The irony is delicious.
The Freedom From Religion Foundation vigorously protested the White House faith-based offices when first created by President George W. Bush. We never thought Catholic League President Bill Donohue would join our protest.
But ... saints preserve us! This week Donohue wrote a piece saying that Biden should “do us all a favor and simply trash this office.”
What caused this startling pronouncement? The fact that the White House Office of Faith-Based and Neighborhood Partnerships had the graciousness to meet with FFRF and five other secular organizations. That meeting was set up by the Secular Coalition for America last Friday. Donohue apparently learned of it thanks to after-the-fact coverage by the Religious News Service.
Fumes blowhard Donohue: “None of them are religion-friendly and some are positively militant in their agenda […] If the Biden administration is going to manipulate the founding purpose of faith-based initiatives by welcoming the advice of militant secularists, it would do us all a favor and simply trash this office. It is obviously a bust.”
In short, according to Donohue, governmental offices that are not bigoted toward nonbelievers must be abolished. Donohue also complained that our groups have falsely accused the Trump administration of fomenting Christian nationalism, which Donohue termed a “fiction.” Yeah, right.

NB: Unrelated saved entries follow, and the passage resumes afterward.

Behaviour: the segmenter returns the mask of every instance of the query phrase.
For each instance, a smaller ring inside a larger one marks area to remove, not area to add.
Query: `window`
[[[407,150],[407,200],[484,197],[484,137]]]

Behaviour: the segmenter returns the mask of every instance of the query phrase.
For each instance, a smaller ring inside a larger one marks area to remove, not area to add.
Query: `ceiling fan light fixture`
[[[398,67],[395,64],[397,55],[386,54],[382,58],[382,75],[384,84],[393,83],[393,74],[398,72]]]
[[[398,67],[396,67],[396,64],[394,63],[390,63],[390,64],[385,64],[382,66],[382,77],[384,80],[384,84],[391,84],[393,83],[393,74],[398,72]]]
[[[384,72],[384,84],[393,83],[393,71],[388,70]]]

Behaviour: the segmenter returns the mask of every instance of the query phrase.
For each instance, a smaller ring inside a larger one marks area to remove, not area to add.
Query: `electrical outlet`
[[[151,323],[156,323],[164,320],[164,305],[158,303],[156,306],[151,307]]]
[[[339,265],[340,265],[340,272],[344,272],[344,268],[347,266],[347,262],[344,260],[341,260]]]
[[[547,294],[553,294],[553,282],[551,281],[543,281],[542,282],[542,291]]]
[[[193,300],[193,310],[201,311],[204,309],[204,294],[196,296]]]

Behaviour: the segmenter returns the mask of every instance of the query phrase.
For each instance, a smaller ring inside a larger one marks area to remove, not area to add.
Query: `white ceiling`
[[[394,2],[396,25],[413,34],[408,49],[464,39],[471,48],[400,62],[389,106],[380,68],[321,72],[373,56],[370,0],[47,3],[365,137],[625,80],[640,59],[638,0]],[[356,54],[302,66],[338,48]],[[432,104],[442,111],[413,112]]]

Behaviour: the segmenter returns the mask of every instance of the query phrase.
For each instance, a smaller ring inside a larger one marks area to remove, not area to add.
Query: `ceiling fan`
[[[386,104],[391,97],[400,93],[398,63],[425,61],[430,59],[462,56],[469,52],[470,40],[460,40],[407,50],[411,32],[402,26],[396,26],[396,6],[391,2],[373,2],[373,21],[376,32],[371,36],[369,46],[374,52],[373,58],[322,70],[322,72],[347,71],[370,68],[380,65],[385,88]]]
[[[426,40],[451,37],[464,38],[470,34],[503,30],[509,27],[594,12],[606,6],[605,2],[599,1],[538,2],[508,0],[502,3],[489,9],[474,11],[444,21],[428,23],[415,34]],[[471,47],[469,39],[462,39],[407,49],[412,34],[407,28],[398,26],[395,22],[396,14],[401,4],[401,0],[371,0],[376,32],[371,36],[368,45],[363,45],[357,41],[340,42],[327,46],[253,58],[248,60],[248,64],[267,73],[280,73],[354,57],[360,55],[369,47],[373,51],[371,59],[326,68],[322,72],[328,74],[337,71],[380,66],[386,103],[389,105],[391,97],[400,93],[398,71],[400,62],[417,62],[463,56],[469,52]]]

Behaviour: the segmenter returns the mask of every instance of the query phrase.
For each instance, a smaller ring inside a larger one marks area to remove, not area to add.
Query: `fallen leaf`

FFRF didn’t just protest Bush’s creation of the faith-based offices. We filed suit. After a district court ruled that we had no “standing” or right to sue over this executive action, FFRF appealed that dismissal to the U.S. 7th Circuit Court of Appeals, which ruled in our favor:
“By forbidding Congress to establish a national church, the Establishment Clause places a specific limitation on Congressional appropriations, since the essence of an established religion is government financial support,” wrote U.S. District Judge Richard A. Posner, joined by Judge Diane P. Wood. Posner questioned that if taxpayers don’t have the right to sue over such an office, nor would they have the right to sue if the White House decided to spend a small amount of its total budget on building a mosque.

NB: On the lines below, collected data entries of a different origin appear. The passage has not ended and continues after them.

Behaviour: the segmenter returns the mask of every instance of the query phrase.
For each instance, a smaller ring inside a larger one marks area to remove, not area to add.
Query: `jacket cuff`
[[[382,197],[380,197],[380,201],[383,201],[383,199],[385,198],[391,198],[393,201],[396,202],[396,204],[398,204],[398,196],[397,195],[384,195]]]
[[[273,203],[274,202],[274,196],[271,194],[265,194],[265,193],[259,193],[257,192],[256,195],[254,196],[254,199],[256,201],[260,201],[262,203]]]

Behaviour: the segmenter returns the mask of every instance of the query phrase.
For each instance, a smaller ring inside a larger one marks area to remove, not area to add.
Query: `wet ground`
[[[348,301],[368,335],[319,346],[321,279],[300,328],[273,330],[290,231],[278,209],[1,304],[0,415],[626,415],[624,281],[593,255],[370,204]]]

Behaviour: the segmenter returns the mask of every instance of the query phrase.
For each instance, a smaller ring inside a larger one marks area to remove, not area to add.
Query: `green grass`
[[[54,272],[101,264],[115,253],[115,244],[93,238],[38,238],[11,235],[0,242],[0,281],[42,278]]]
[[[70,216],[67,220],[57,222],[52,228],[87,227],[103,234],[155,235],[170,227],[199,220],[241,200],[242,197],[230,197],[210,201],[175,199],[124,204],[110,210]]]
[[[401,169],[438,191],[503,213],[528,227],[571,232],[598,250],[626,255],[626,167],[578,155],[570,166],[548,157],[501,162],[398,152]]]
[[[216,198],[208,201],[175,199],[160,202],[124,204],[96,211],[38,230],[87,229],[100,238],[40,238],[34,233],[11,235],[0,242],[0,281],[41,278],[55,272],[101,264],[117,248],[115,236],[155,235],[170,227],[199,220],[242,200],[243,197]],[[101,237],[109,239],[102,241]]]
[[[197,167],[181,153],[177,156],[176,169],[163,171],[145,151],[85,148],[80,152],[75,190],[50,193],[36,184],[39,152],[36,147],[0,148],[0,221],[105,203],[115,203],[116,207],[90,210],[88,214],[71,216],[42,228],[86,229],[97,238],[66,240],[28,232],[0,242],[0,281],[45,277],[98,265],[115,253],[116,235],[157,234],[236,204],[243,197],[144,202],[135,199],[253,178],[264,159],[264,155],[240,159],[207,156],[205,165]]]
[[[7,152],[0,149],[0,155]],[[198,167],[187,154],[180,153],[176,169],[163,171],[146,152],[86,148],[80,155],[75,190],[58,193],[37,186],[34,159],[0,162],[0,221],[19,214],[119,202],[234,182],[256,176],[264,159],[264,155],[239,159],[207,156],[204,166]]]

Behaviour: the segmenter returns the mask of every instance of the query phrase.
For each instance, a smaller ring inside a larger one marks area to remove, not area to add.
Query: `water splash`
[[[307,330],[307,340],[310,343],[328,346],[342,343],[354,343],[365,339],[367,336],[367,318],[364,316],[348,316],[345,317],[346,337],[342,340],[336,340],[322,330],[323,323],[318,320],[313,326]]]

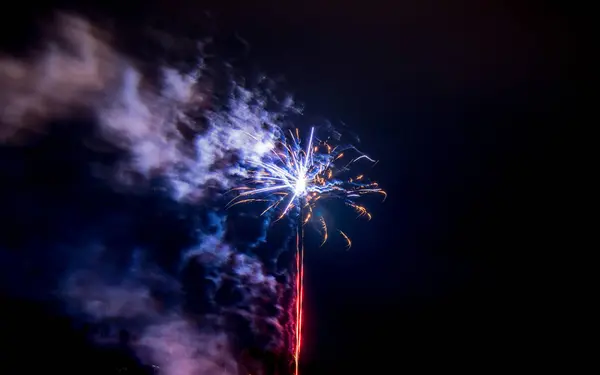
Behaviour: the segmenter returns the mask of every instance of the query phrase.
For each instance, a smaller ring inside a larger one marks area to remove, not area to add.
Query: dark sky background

Our case was remanded to the district level to be heard on its merits, but the Bush Administration appealed our win to the U.S. Supreme Court. Unfortunately, between the time we began the lawsuit and the Supreme Court accepted it, Sandra Day O’Connor had retired. This important, moderate swing voter was replaced by Samuel Alito. Nuff said. In a 5-4 decision issued in 2007, Hein v. FFRF, we lost the case on standing — not on the merits, which were not addressed. That Supreme Court decision essentially declared that no citizen would have the right to sue the president or an executive for using discretionary money for religious purposes.
Our position that it is unconstitutional for governmental bodies and agencies to create faith-based offices is unchanged — even when they are called “Faith-Based and Neighborhood Partnerships.” But FFRF is pleased, unlike Donohue, that the Biden White House, when announcing its version of this office, said it “will not prefer one faith over another or favor religious over secular organizations.” Biden has created a very different office than what was envisioned by Bush — and that appears to be the rub for Donohue.
FFRF and each of the five other secular groups in attendance expressed our sincere thanks to the director Melissa Rogers and other staff for meeting with us, and for acknowledging the concerns of the quarter of the U.S. population today that is not religious.
All we can say about Donohue’s pronouncement is that religion, not just politics, certainly makes strange bedfellows.